I did buy top quality bedding & clothing (during sales saving 50% on retail) 

On a recent trip to USA I found prices were very low so stock up on anything you need in clothing, footwear, towels etc.

trademe is great for buying other items, I bought a large Maytag fridge/freezer for $250 in excellent condition. Kiwi's don't know Maytag & buy local whitegoods Fisher & Paykel which I have had bad experiences with. My last Maytag washing machine is still going strong after 25 years so I always sing their praise.

Cannot answer your Christchurch question as I live in Auckland, did spend a week in Christchurch a few years ago in Merivale & liked that, but other people can advise you better.

Good luck with your upcoming move.


----------



## ashtims (Feb 1, 2012)

Hi! Can't really help you with the moving bits, I only brought enough for a 1 month "trial" visit. In regards to Chch, real estate is crazy at the moment. Rent has gone up quite a lot in some areas of the city since the quakes. My husband and I were looking at properties in November and everywhere we went was bombarded with other people looking as well.

We live in the Riccarton area, which is a good location for walking to shops and restaurants. It is building up quite nicely too. More restaurants and shops are opening up here. It is relatively cheap compared to other places, but prices have gone up here and it is close to UC so expect a lot of students.
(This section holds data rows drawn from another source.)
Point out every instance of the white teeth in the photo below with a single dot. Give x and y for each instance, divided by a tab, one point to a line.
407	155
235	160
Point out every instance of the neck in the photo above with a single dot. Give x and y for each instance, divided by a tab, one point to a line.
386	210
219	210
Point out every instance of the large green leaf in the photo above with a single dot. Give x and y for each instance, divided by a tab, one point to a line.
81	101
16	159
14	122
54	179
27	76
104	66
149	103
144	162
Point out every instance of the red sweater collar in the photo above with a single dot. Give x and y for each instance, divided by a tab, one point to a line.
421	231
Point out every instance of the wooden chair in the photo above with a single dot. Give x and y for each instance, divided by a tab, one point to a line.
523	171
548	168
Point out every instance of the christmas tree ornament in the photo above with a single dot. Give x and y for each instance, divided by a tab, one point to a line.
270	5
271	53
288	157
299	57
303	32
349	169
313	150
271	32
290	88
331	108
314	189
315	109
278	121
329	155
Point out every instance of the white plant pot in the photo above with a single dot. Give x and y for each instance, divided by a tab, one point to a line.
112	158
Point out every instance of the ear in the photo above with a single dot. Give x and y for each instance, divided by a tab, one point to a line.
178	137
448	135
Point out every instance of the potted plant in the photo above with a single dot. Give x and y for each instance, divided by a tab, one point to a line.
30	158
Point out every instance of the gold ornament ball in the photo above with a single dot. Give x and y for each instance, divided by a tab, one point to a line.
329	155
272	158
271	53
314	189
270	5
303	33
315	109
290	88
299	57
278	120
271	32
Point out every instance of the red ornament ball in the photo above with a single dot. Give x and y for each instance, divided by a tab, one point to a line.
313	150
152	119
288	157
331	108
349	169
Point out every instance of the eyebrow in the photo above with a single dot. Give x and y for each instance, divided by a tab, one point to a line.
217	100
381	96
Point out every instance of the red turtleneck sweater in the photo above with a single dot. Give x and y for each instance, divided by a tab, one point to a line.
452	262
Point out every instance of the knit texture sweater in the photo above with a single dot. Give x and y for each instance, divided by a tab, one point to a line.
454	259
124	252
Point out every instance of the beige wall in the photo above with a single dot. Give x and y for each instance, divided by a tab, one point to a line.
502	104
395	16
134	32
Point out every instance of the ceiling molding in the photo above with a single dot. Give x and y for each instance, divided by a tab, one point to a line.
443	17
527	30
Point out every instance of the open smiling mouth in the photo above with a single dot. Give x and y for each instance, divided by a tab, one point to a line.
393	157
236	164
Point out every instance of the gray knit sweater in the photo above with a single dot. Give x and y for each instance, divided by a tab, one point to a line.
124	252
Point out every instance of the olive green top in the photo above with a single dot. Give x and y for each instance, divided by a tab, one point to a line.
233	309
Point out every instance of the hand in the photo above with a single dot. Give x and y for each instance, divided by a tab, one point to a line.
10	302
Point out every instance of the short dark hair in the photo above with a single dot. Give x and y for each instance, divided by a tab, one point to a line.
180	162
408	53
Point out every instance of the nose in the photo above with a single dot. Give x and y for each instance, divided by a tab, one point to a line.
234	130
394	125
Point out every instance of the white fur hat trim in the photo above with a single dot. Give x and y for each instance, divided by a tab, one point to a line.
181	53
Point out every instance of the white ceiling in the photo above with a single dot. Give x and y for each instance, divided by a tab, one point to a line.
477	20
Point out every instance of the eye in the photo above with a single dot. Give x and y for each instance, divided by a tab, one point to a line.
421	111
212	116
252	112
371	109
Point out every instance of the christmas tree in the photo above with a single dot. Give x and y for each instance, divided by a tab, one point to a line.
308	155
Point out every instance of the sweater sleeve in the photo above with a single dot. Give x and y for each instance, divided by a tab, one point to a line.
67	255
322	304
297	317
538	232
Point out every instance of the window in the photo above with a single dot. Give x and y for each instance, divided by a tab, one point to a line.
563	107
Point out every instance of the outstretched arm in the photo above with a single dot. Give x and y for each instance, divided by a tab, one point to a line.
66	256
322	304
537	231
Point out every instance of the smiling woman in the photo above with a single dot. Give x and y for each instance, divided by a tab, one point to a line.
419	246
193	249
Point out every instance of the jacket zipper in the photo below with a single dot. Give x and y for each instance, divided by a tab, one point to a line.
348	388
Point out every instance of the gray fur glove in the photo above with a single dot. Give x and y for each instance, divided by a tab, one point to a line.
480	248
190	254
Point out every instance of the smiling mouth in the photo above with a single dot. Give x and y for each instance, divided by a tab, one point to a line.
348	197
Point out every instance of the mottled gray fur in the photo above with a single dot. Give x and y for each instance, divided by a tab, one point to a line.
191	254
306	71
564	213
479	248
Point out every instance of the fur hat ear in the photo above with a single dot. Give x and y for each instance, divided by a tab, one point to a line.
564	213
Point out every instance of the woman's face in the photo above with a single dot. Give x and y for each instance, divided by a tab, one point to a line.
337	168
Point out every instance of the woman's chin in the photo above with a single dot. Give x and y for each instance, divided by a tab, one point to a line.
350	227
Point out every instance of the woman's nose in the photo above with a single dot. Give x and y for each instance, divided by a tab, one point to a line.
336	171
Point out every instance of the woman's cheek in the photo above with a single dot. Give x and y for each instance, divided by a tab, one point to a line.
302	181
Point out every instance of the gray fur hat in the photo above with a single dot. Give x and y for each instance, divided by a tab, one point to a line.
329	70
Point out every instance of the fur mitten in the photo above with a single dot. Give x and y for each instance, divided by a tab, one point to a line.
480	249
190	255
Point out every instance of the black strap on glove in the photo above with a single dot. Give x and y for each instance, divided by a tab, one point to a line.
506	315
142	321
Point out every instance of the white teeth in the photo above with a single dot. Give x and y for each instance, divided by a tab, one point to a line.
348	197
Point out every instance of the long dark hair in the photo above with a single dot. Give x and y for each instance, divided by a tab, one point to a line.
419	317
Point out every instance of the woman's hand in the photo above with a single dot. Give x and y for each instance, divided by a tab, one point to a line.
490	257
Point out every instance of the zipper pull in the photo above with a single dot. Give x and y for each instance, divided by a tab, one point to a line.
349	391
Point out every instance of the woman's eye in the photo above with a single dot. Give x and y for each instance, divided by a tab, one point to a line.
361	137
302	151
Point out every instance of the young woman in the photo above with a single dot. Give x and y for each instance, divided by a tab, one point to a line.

Other places that have restaurants, bars, etc nearby would be Merivale and Addington. No matter where you look ALWAYS ask about earthquake damage and if the property has been checked by EQC, and ask what steps will be taken to fix any damage. Some places are doing fixed terms for 3-6 months, then bringing in workers to fix damage.

Hope that helped! If you want to know anything else just ask!


----------